Networking part 1 - Networking Top Down Approach
Basics of networking (overview)
This is the first part of the networking series.
While studying the basics of networking while educating myself regarding SSH, I discovered that there are much more underlying contents related to it that I must know as a professional software engineer. At universities, it usually takes more than one semesters two fully cover all the essential topics related to networking, something that I missed as I did not study computer science for my undergraduate studies. Now that I am working on infrastructure system, the need to fill up this gap of knowledge became increasingly important. I heard that “Computer Networking: A Top-Down Approach” by James F.Kurose and Keith W.Ross is one of the best networking books out there, thus I will be summarizing the core ideas that are relevant to me, and adding my thoughts to it in the next few blog posts.
Application Layer
The author goes over the 7 layers of Open Systems Interconnection (OSI) model, which describes the layers that computers use to communicate over a network. Each layers are explained in a reverse order that is more intuitive to understand.

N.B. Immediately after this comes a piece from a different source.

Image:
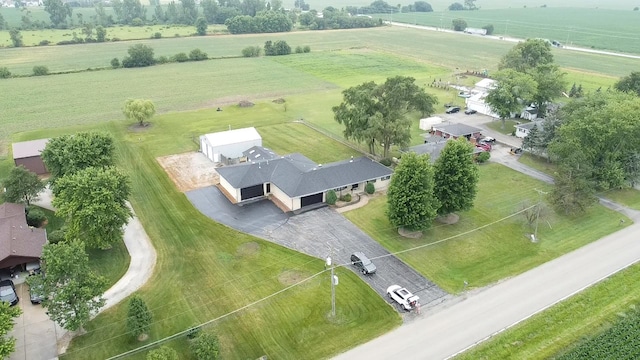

The first layer of the OSI model is the Application Layer,
which is the end-user layer that most of the people interact with, such as browser programs running in the user’s host (desktop, laptop, tablet, phone), streaming contents from Netflix servers. When you are writing applications in languages like C, Java and Python, you just need to consider how applications talk to the network, and you never really have to consider how it would communicate within routers and other lower layers down the line. So naturally, whether than considering the entire 7 layers of the OSI model, application developers can solely focus on the application architecture
.
Client-server architecture
The most typical application architecture
would be the client-server architecture, such as Web, FTP, e-mail, and etc. Clients would request information, and when the web server receives the requests, it would respond by sending requested object to the client host. Because the server has a fixed, well-known address, and because the server is always on, a client can always contact the server by sending a request packet to the server’s IP address. Often in a client-server application, a single-server host is incapable of keeping up with all the requests from clients, so we have data center
that hosts large number of application hosts, forming a collection of powerful virtual server.
P2P Architecture
In client-server architecture, a client would not directly interact with another client. However, in peer to peer (P2P) architecture, it is the opposite. There are minimal (or no) reliance on dedicated servers, and instead, peers (desktop and laptops controlled by users) talk to each other to exchange information, where the most typical example is the Torrent.
Communication Interface and Transport Protocol
Applications on either server or client is referred to as processes
, and each processes have communication sockets (interface) that acts as a bridge b/w Application layer and Transport layer.
This socket is referred to as Application Programming Interface (API). The application developer has control of everything on the application-layer side of the socket but has little control of the transport-layer side of the socket. The only control that the application developer has on the transport layer side is:
- the choice of transport protocol
- transport-layer parameters such as maximum buffer and maximum segment sizes
The sockets are often depicted as the Session layer in the OSI model.
Each transport protocol has its own pros and cons. For example, there is Transmission control protocol (TCP)
and User datagram protocol (UDP)
. For sensitive data that cares more about data loss, TCP protocol will be used. For interactive experience, UDP protocol will be typically used. The two protocols are often called UDP/IP or TCP/IP since they run on top of IP.
TCP Services (Transport layer protocol)
There are only two types of protocol in the Transport layer: TCP and UDP, and let’s start with TCP.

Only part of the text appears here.